I like to believe that women in business are becoming closer to equality every day. While the culture at Grove City certainly does not promote men being favored higher than women, I am always curious if there is a difference in gender for particular business practices. Can men do certain things in a sales call that women can’t? It seems like an elementary question, so I researched it. I came across this great article that lists 21 ways women can be successful in sales. Not surprising, most of the tips are helpful to both women and men – confirming my theory that there really is no difference. Thankfully. However, here are 3 that really stood out to me as true statements to keep in mind when going into a sales conversation:
1. Own it
“Most female sales executives, at some point in their careers, get caught in the trap of thinking, believing, or acting like they need to be part of the boy’s club. Focus on being your authentic self. Understand your skills, strengths and areas of development and most important believe you bring qualities to the team which makes everyone better. Being a valued member of the team and making others better is something female executives do very well. Don’t be afraid to take risks, trust your gut and reach beyond your comfort zone as you are often very surprised at the positive results you can achieve.” – Ann Davis, VP of Sales, Journeys
Pretending to be something you are not is not the route to take. Instead, live up to the fact that being the only girl in the room will happen a lot and no matter how much you try you will still be the only girl in the room. Remember all the teachings of Professor Sweet, and you should be just fine.
2. Bye bye, trash talk
“Want to succeed as a female salesperson? Get rid of the head trash. It’s easy to get caught up in trying to be something you’re not; trying to fit the mold of the ‘sales persona’ the tech industry has coined. You cannot listen to the nay-sayers, care about the stereotypes, or consider reasons to doubt yourself. There is no inherent difference that makes women less qualified or able to do the job. Wipe the slate clean and focus on being an exceptional leader – invest in people, care about the customer, and relentlessly drive to results.” – Liz Cain, VP of Go-To-Market
This goes along the lines of being confident – you are you, do what you believe is right. Like the quote in #1, just because a conversation make feel uncomfortable or like you need to fit in a particular mold does not mean you have to change your tactics. The overall goal is to be a good salesperson. On top of that, do not be afraid to bail out. If your gut says this is a bad prospect, then it is a bad prospect – especially if the prospect is persuading you to act differently than you normally would.
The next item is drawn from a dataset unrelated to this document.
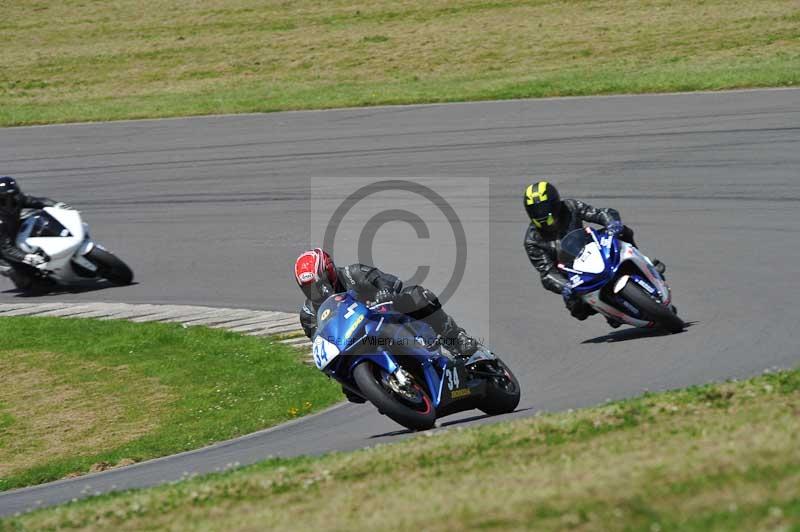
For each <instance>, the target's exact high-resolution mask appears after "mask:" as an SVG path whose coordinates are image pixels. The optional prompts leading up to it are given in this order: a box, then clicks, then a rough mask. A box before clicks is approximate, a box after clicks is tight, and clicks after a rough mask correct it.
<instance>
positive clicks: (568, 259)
mask: <svg viewBox="0 0 800 532" xmlns="http://www.w3.org/2000/svg"><path fill="white" fill-rule="evenodd" d="M558 260H559V262H561V263H562V264H565V265H567V266H569V267H571V268H572V269H574V270H578V271H581V272H586V273H603V272H604V271H605V269H606V264H605V261H604V260H603V255H602V251H601V250H600V246H598V245H597V242H595V241H594V239H593V238H592V236H591V235H590V234H589V233H588V232H587V231H586V230H585V229H576V230H575V231H572V232H570V233H568V234H567V236H565V237H564V238H563V239H562V240H561V249H560V251H559V253H558Z"/></svg>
3. Make your presence known
“Many women shy away from the spotlight and don’t assert themselves enough in the workplace. This is a challenge because, in fact, you must be visible and vocal in order for leadership to see what you bring to the table and how you can add value to the business! Three ways to accomplish this are to: get to your meetings early and make sure you get a seat at the table; come prepared with meaningful questions or thoughtful insights on the topic at hand; and don’t wait for someone to call on you to speak, jump in the conversation even if it means forcing your way in. Being visible and vocal will help you build your reputation and further your advancement.” – Natasha Sekkat, VP of Sales Development at Turbonomic
Sing and sing loud! Natasha is right, sometimes we find ourselves staying quiet during meetings because we do not want to seem too assertive. She advises we do the opposite. Men can take advice from this too – waiting to speak when spoken to or showing apathy are not great ways to represent your drive to get the sale. Women are making their way into the business world and the way to keep it moving is by proving we have what it takes to keep up.
I LOVE this! Your post is utterly amazing. I especially feel like #2 is such a great one. In general, women just talk each other down and I feel like this could be even worse in the competitive business world where they are also competing against men. Trash talk never helped anyone. Own it and help other women to do the same! Thanks Lindy!